20111018

TRANSPORT

I sit on the toppled tree trunk and await the elephant. The seat is hard and ridged with grot, but smooth from the polishing by repeated bottoms.
A purring, roaring stench of gases rips around me as sleek panthers, creaking rhinos and whinging work horses fart on home to feed and breed.
Soft, sticky slips of air slide down vines, pierced here and there by rare sharpened sunbeams.
The canopy buzzes and crackles with the communication clouds of insects overhead,  zooming blood-suckers collide into the milky-webs of carnivorous mummifiers.

A woman sits on the trunk next to me. Her stench is so strong, I can taste her. A pungent musk emanating from under her clothes fingers its way into my nose, plays some octaves on the organ of my tongue, huffing and puffing onto my tastebuds. Her greying tan skin tones make my palate salivate. I look over and she blends perfectly into the background of flaking mud. She may be well camouflaged but the rancid smell is a dead giveaway.

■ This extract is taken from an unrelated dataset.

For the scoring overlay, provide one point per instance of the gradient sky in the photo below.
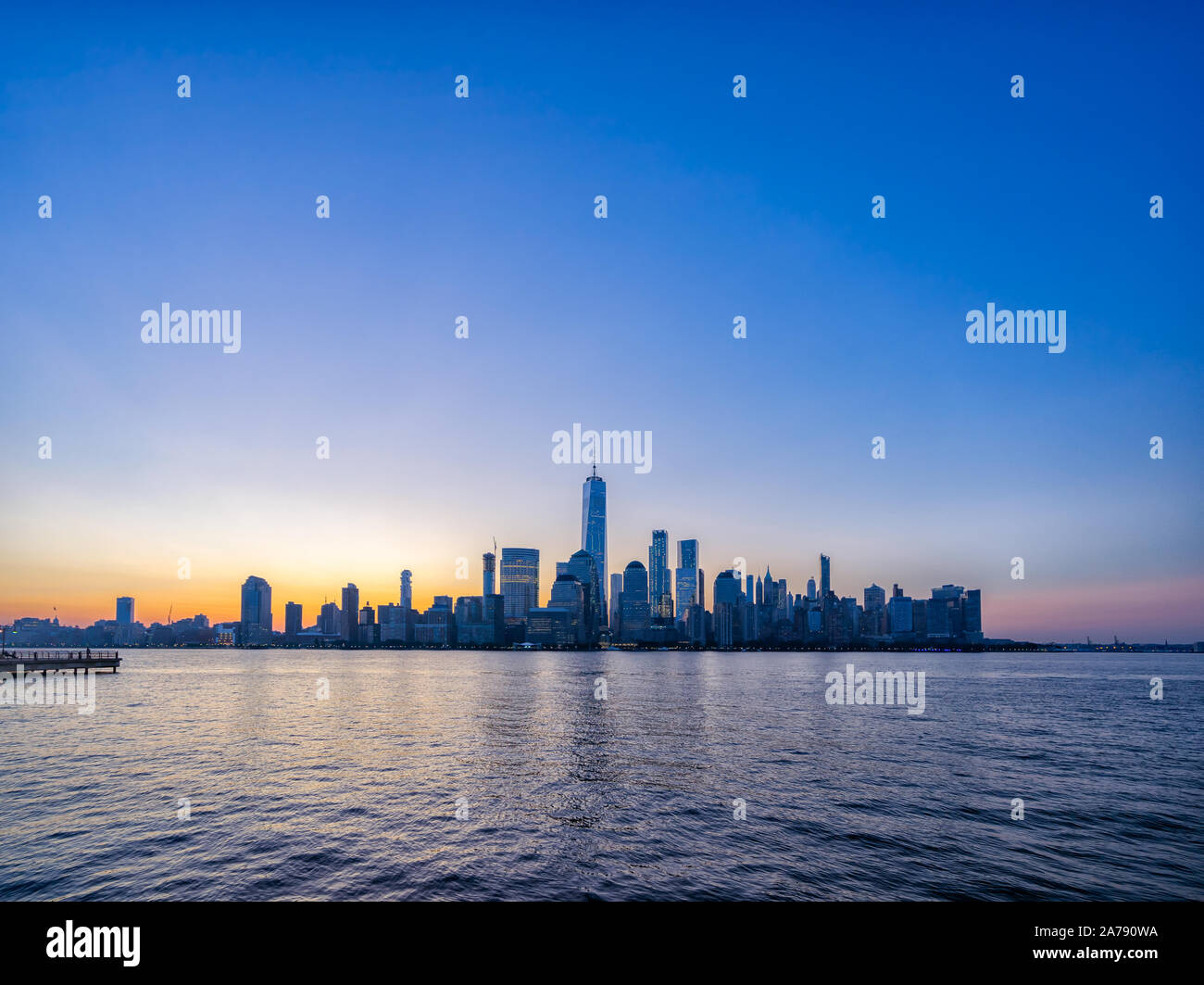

A camouflaged storm bashes through the jungle corridors, leaves explode, the insects tornado down hungrily. Our elephant arrives and wobbles to a halt. I feed it some nickel nuts. He wraps his muscular trunk around me and shoves me inside. Others are already stewing within, their mumbles faintly echoing the great rumbling stomach. Locals pick the best ribs to sit on. The rest of us grab onto slippery intestines, dangly nerve endings, and eachother. We fuse together as the swelter seals us.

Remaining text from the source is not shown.